Poetry allowed Sexton to re-create herself. All would be well if she could persuade her readers and her audiences to love her regardless of the sordid facts, or even because of them. The real tragedy is that the sexual abuse she may have received from her father and/or her great-aunt was repeated when Sexton abused her own daughter.

At the same time, Anne Sexton's need to be mothered was as insatiable as a saint's need for prayer. Every poem she wrote had to be validated by fellow poets, every practical move she made had to be aided by her family. Eventually, her hard-earned love for poetry could be expressed only through popular public performances and best-seller status.

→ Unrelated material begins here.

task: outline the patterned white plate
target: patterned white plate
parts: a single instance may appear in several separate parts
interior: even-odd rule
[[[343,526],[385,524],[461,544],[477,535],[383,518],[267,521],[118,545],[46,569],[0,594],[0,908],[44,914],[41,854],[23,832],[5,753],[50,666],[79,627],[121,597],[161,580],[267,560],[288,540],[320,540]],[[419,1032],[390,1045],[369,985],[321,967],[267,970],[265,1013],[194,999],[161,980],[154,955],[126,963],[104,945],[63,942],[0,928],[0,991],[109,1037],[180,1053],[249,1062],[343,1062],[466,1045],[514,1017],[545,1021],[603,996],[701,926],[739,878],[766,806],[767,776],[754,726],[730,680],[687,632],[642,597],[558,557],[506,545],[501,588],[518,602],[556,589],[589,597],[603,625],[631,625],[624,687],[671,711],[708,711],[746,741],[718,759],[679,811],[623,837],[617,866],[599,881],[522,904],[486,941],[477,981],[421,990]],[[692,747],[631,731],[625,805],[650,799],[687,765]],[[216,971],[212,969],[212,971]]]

She needed an endless flow of prizes, academic honors, fame and even the ultimate buoyancy of a rock group to sustain her. Confessing everything also meant a need for everything. Starting off as a bubble-headed nothing, she became a highly trained, world-class writer and a celebrity. But she could not or would not learn to swim on the tide of her own need. Immersion in total love at last meant only drowning.

More important than the bewildered tears this biography may evoke is that Diane Middlebrook does deliver the pleasingly palpable thrill of Sexton's personality. Though always going under or about to go under, Anne Sexton, as she herself said, lived life to the hilt.

Writing poetry despite the deadening effects of Thorazine, showering life upon everyone around her despite her own desire swoon toward oblivion, Sexton did manage to turn "evil" into "Live!" Despite the crimes and fatal narcissism of her life, one must never forget that for many people "the advent of Sexton [in their lives] was like a miracle . . . anyone on whom Anne turned her full attention felt cherished and exalted . . . her warmth was like having the sun turned on full."

Doubtless -- in the age of the greenhouse effect -- we do not want to be incinerated. But in this age of colder and colder hearts, we need the sun of Sexton more than ever.

Mr. Margulies is a poet and a curator at the Bayly Art Museum of the University of Virginia in Charlottesville.